Dr. Darrel Groman is shown testing his son Christopher. (Photo submitted)
Dr. Darrel Groman is shown testing his son Christopher. (Photo submitted)

PANDORA — When the Ohio State College of Optometry celebrates their 100th anniversary, a Pandora optometrist will be attending as one of the honored alumni.

Dr. Darrel Groman has been named as one of a select group of Centennial Notables by the Optometry Centennial Committee.

“When I received the email notifying me of the selection I must have read it 20 times,” said Dr. Groman. “I was so surprised.”

Dr. Groman has practiced for 28 years in a private solo practice in Pandora. His contribution to eye care though has gone worldwide.

While he was a student Dr. Groman helped in the Amigos Project transition to an official student chapter of the Volunteer Optometric Services to Humanity (S-VOSH). Once he was in private practice he helped organize VOSH-Ohio and served as its first state director. He has served as the mission leader or co-leader for 12 overseas VOSH missions in India, Tanzania, Ukraine and six countries of Hispanic America.

“I observed the smiles of many who were able to see better instantly, with simple used glasses which could have been discarded,” Dr. Groman said. Seeing the value of discarded glasses he helped organize the VOSH-Ohio Lay Team’s Eyeglass Sorting Center in Pandora in 1987. Local volunteers at the center continue to collect glasses at the Pandora United Methodist Church daily. The center has instruments to read and record the prescription of each pair of donated glasses. The Glasses are put in individual Ziploc bags, labeled and put in inventory for future VOSH trips.

Dr. Groman also served as the consulting optometrist at Oakwood Correctional Institute from 1985 to 2001, Twelve years later a mother bringing her son to Dr. Groman said someone who worked at the prison had sent her. He had told her Dr. Groman’s work with the prisoners’ eye sight had helped a lot of inmates go off behavior and psychiatric medications.

“This position offered me the opportunity to see first-hand the significant impact of which vision undergirds behavior,” he said.
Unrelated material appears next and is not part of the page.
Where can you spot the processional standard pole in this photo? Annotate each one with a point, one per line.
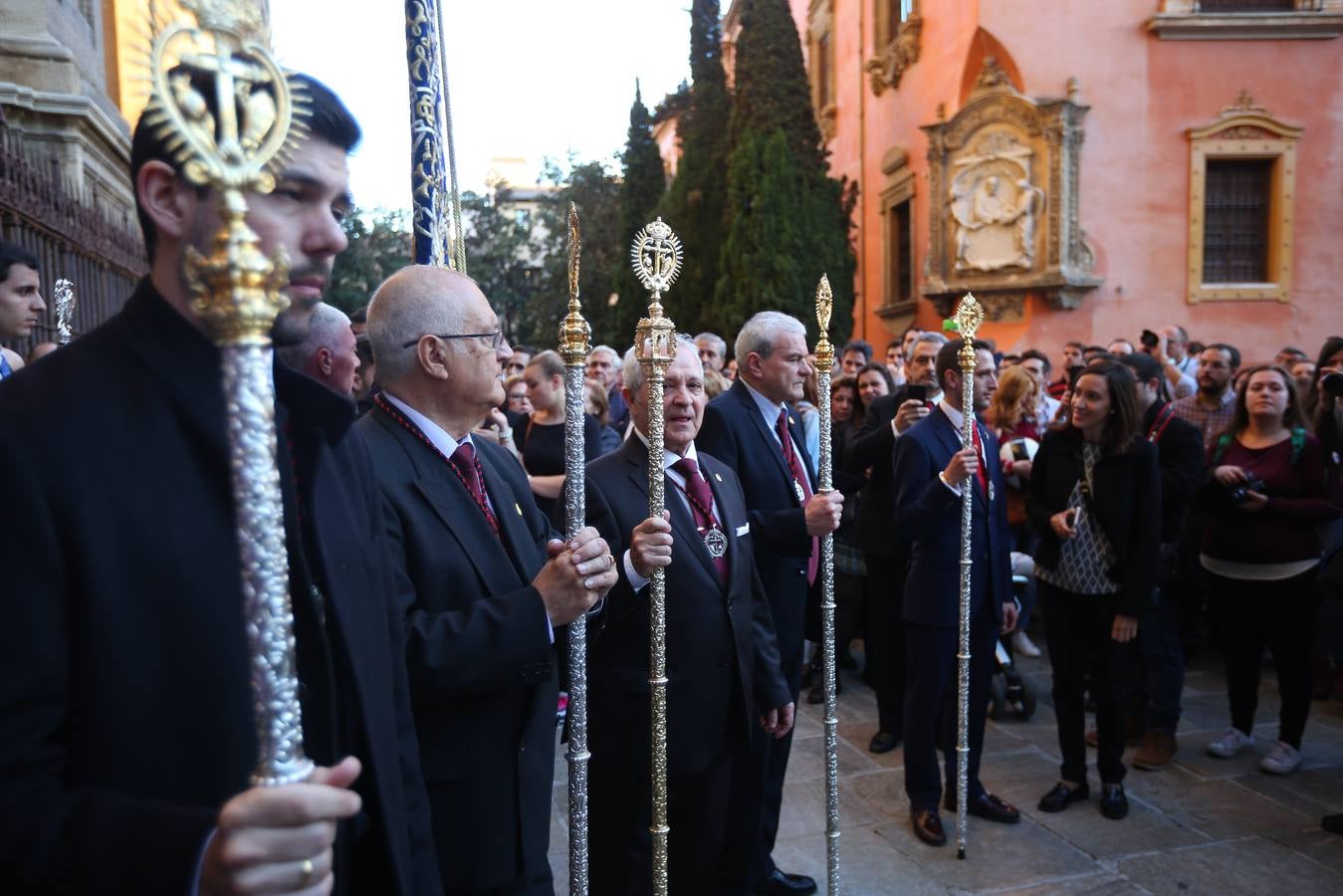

The doctor said he was perplexed to find 1/3 of the inmates had never had comprehensive vision exams until he provided optometric care. Another 1/3 of the prisoners had glasses previously, but had been without them for two to four years.

“Normal people cannot function well if they are without their customary lenses for more than five minutes. I was baffled to find out there was no concerted effort by the prison’s staff to ensure the inmates had their glasses to wear.”

Dr. Groman has also offered in-service courses regarding the impact which good vision, proper posture and slanted desk-top positively impacts student’s performance and behavior. He is a strong proponent of the slant-board for students.

“They have flat desks now in so many classrooms,” he said. “When we read we naturally read at an angle of 40 to 60 degrees. Using a flat desk causes posture problems and shadow problems on reading material.”

When Dr. Groman was a young boy in scouting he decided he would like to go into the health field. It was when an optometrist prescribed him contact lens he had much more peripheral vision.

“I found I was less introverted when I was seeing well,” he said. “It was then he decided he wanted to become an optometrist.

Since then Dr. Groman has witnessed first-hand countless individuals whose lives have been tremendous for the better with optometric vision care.

“Having had a few academic challenges of my own, I have empathy for the student who struggles in the classroom,” Dr. Groman said. “I wish I could write about the numerous ‘Hallmark Patients” whom I have seen over the years, who have been helped with optometric vision care.”

Dr. Groman resides in Bluffton with his two sons Michael and Christian.

“To God be the glory,” Dr. Groman said about his years as an optometrist and recognition by the Ohio State School of Optometry.